Граф сделал над собою страшное усилие и сказал ей:
- Анжела, вы ведь ничего не знаете, не правда ли? На это она торопливо ответила ему:
- Ровно ничего! ничего такого, что могло бы вас огорчить или испугать.
- Ваш отец не только заставил меня призадуматься, но даже испугал меня.
- Почему вы вдруг так сильно взволновались, дорогой Луи? Мой отец высказывал ведь только одно предположение.
- Может быть, он не хотел сразу огорчить меня и рассказать все, что ему известно о несчастье, случившемся с моим братом, и он ограничился тем, что приготовил меня к этому.
- Какое несчастье? Что дало вам повод думать это? Вы скоро увидите своего брата, друг мой.
- Дай-то Бог! Но последние слова вашего отца прозвучали в моих ушах, как звон погребального колокола.
- Бог милостив! Надейтесь!
- Вы советуете мне надеяться, Анжела! А ваш отец крикнул мне: мужайтесь. Почему же меня покинуло вдруг мужество? Почему теперь я утратил надежду?
- Значит, вы очень любите вашего брата? - спросила она с легким волнением в голосе, которого не заметил капитан, всецело отдавшийся своим мрачным мыслям.
- Как никого на свете! - отвечал граф.
И затем, давая волю охватившему его чувству, добавил:
- Бедный Жюмонвиль! Такой красивый, храбрый, честный! Для меня он был не только брат, но и друг в одно и то же время.
Сам того не сознавая, брат графа де Жюмонвиля говорил о нем, как об умершем, и как бы произносил над его могилой надгробное слово.

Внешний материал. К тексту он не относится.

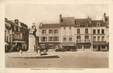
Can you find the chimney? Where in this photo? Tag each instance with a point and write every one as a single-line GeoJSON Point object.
{"type": "Point", "coordinates": [105, 17]}
{"type": "Point", "coordinates": [16, 21]}
{"type": "Point", "coordinates": [61, 19]}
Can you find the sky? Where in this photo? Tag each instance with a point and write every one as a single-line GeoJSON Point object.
{"type": "Point", "coordinates": [49, 13]}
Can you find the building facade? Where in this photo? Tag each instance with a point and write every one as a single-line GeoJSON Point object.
{"type": "Point", "coordinates": [16, 35]}
{"type": "Point", "coordinates": [76, 34]}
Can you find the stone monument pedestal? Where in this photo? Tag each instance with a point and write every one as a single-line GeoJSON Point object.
{"type": "Point", "coordinates": [31, 43]}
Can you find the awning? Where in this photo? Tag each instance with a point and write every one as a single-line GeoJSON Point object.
{"type": "Point", "coordinates": [68, 44]}
{"type": "Point", "coordinates": [83, 43]}
{"type": "Point", "coordinates": [18, 41]}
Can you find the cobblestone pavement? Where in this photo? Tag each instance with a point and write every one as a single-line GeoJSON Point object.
{"type": "Point", "coordinates": [79, 59]}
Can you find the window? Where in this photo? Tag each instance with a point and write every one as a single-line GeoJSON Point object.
{"type": "Point", "coordinates": [43, 39]}
{"type": "Point", "coordinates": [64, 28]}
{"type": "Point", "coordinates": [102, 38]}
{"type": "Point", "coordinates": [56, 31]}
{"type": "Point", "coordinates": [94, 31]}
{"type": "Point", "coordinates": [78, 31]}
{"type": "Point", "coordinates": [86, 37]}
{"type": "Point", "coordinates": [43, 31]}
{"type": "Point", "coordinates": [50, 31]}
{"type": "Point", "coordinates": [56, 38]}
{"type": "Point", "coordinates": [70, 27]}
{"type": "Point", "coordinates": [50, 38]}
{"type": "Point", "coordinates": [86, 31]}
{"type": "Point", "coordinates": [98, 38]}
{"type": "Point", "coordinates": [102, 31]}
{"type": "Point", "coordinates": [94, 38]}
{"type": "Point", "coordinates": [70, 39]}
{"type": "Point", "coordinates": [98, 31]}
{"type": "Point", "coordinates": [78, 37]}
{"type": "Point", "coordinates": [64, 38]}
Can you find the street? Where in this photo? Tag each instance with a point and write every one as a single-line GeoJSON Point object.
{"type": "Point", "coordinates": [79, 59]}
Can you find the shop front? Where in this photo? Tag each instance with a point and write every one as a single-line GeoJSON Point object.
{"type": "Point", "coordinates": [69, 46]}
{"type": "Point", "coordinates": [100, 46]}
{"type": "Point", "coordinates": [83, 46]}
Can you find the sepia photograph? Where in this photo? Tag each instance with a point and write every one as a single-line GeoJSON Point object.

Молодая девушка заметила это и, желая отвлечь его от мрачных мыслей, сказала своим нежным голосом:
- Луи!
- Анжела! - повторил капитан, стараясь стряхнуть с себя оцепенение и невольную тоску. - Что такое с вами, скажите мне?
- Неужели любовь в этом и состоит?
- Да, дорогое дитя, именно в этом. Любовь, какая бы она ни была, состоит из радостей и горестей, наслаждений и труда, отчаяния и надежды.
- И все-таки несчастный человек тот, кому не придется узнать ни этих радостей, ни этих страданий!
- Да, это правда, Анжела, - сказал нежно офицер.
- Дорогой мой Луи, в таком случае, я очень люблю тебя, потому что я то же чувствую и вполне разделяю все твои опасения.
- Ты меня любишь, Анжела? - вскричал страстно молодой человек.
- Пресвятая Дева! Мы в первый раз говорим друг другу "ты".
- А я и не заметил этого, я дал волю своему сердцу.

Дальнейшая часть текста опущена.